Today, internal audit is a service for management and also for those, such as boards and audit committees, charged with governance. Particular internal audit functions may also have certain obligations to report to outside parties, such as regulators. It is important that the roles, responsibilities, and authority of internal audit are clearly set out and supported within the organization.
Essential Prerequisites for Internal Auditing
Clear ground rules must be kept to if internal audit is to add best value to both its assurance and consulting roles. In any entity, these should be set out in the internal audit charter, which must be approved by the board or by the board’s audit committee on behalf of the board. The most senior level that relies on the assurance given by internal audit needs to be confident that internal audit is not subordinating its judgment on professional matters to that of anyone else.
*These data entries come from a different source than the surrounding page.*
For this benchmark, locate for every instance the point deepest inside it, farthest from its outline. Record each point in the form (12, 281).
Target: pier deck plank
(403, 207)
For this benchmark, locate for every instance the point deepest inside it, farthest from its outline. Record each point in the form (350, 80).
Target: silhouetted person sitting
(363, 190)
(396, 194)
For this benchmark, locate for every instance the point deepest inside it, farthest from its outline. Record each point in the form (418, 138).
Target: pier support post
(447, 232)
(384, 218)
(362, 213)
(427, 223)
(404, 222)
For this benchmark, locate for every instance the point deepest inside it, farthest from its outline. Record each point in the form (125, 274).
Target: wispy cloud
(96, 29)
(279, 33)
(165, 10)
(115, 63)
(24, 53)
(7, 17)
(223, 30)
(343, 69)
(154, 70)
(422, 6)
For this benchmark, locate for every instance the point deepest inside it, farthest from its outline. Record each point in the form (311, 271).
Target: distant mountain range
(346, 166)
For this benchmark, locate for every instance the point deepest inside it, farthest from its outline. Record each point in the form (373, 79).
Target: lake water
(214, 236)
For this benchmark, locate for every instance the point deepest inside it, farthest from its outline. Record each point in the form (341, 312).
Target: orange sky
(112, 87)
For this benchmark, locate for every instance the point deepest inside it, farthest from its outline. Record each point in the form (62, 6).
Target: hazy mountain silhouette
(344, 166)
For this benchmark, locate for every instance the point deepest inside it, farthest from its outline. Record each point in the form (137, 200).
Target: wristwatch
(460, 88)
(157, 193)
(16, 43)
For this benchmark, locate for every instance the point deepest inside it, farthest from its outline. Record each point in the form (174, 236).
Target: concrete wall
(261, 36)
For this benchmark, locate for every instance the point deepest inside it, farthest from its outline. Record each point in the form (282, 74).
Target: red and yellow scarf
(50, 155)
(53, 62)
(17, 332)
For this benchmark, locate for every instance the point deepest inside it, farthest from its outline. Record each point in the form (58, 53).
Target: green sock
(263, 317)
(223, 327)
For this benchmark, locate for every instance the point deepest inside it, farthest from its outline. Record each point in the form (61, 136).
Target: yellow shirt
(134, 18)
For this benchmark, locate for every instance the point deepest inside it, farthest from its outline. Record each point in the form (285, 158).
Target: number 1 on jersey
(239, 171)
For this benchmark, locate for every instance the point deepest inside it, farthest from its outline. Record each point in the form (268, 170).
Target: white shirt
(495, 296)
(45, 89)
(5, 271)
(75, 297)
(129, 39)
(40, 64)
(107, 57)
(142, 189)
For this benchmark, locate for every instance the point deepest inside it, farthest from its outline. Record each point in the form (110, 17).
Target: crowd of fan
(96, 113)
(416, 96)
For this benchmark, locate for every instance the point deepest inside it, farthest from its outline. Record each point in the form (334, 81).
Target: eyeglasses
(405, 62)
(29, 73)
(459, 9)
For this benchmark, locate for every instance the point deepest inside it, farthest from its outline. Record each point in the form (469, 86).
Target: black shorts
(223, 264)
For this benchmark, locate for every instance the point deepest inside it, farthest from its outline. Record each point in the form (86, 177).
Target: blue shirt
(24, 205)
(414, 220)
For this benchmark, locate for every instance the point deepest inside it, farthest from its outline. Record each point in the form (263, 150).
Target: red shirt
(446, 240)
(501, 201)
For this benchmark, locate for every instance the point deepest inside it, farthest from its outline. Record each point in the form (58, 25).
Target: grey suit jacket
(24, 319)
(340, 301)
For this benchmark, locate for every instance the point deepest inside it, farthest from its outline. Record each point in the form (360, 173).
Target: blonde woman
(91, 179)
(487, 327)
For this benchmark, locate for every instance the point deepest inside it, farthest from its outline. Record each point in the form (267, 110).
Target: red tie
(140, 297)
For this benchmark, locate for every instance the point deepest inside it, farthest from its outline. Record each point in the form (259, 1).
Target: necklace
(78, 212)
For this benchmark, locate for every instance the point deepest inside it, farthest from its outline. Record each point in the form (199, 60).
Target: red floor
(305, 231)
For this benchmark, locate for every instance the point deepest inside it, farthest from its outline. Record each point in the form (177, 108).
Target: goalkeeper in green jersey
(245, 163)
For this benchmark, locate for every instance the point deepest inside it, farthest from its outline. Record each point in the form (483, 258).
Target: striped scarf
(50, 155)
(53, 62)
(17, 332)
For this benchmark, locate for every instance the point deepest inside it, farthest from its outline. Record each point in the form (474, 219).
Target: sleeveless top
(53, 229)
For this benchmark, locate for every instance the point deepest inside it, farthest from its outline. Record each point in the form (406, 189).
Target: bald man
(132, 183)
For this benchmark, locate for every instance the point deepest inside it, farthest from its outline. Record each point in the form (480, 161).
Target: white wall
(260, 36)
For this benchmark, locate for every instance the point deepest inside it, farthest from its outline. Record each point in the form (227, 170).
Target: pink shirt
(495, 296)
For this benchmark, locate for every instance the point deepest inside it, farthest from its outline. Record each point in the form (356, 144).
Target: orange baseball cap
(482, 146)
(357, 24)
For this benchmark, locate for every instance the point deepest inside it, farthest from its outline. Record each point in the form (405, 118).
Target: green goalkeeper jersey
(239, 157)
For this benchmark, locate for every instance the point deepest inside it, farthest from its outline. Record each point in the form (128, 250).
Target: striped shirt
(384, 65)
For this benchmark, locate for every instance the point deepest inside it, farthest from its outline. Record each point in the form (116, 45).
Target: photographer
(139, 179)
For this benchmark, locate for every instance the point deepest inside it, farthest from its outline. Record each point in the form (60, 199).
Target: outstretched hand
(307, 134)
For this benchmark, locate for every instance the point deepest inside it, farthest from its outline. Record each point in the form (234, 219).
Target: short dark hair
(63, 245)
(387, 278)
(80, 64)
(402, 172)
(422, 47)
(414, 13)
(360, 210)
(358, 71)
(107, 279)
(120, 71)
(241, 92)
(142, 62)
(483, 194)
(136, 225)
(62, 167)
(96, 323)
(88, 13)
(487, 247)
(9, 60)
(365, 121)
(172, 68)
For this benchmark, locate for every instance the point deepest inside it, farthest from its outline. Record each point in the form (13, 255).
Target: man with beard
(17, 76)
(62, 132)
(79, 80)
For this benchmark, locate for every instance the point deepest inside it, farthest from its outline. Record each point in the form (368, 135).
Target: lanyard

Usually, at its most senior level internal audit reports to the audit committee of the board. Compromised professional judgment may occur with respect to:
determining the planned programme of audits;
accessing information and personnel necessary to properly conduct an audit;
deciding the content of internal audit reports.
While it may appear that the chief audit executive is reporting directly to the audit committee, as indeed should be so, that reporting is of little value if it is in effect censored by senior management before it reaches the audit committee.
Internal audit is both an audit for management and also an audit of management for the board through the board’s audit committee. If internal audit is compromised professionally, then it is essential that those who rely on the assurance that internal audit gives are fully cognizant of this. An audit committee needs to have time alone with the chief audit executive, with other executives not being in attendance; this can take place in a 15-minute session at the start of each audit committee meeting. Audit committees should also be involved in advance in decisions relating to the appointment, reappointment, dismissal, and remuneration of heads of internal audit.
Organizationally it is preferable that the internal audit function does not belong to the finance/accounting function of the organization as this makes it harder for internal audit to audit financial and accounting matters with sufficient independence and objectivity. It also makes it more difficult for internal audit to be welcomed as having a valuable contribution to make when it audits the operational areas of the business. Ideally, internal audit should report directly to the chief executive or, alternatively, to someone, or to a committee, outside of the main functional areas of the business.
“The chief audit executive must report to a level within the organization that allows the internal audit activity to fulfill its responsibilities. The chief audit executive must confirm to the board, at least annually, the organizational independence of the internal audit activity.”2
Case Study 1
Management and internal audit of a multinational company knew about an overstatement of oil reserves for some two years before the board and the board’s audit committee learnt about it. Executive directors are said to have met before board meetings to agree a common line to be taken at the board. Reports from the chief audit executive passed across the desk of the chief financial officer before going to the audit committee. The chief executive, director of exploration, and chief financial officer left the company; when the company next appointed a new chief audit executive, the company sought an external candidate for the first time.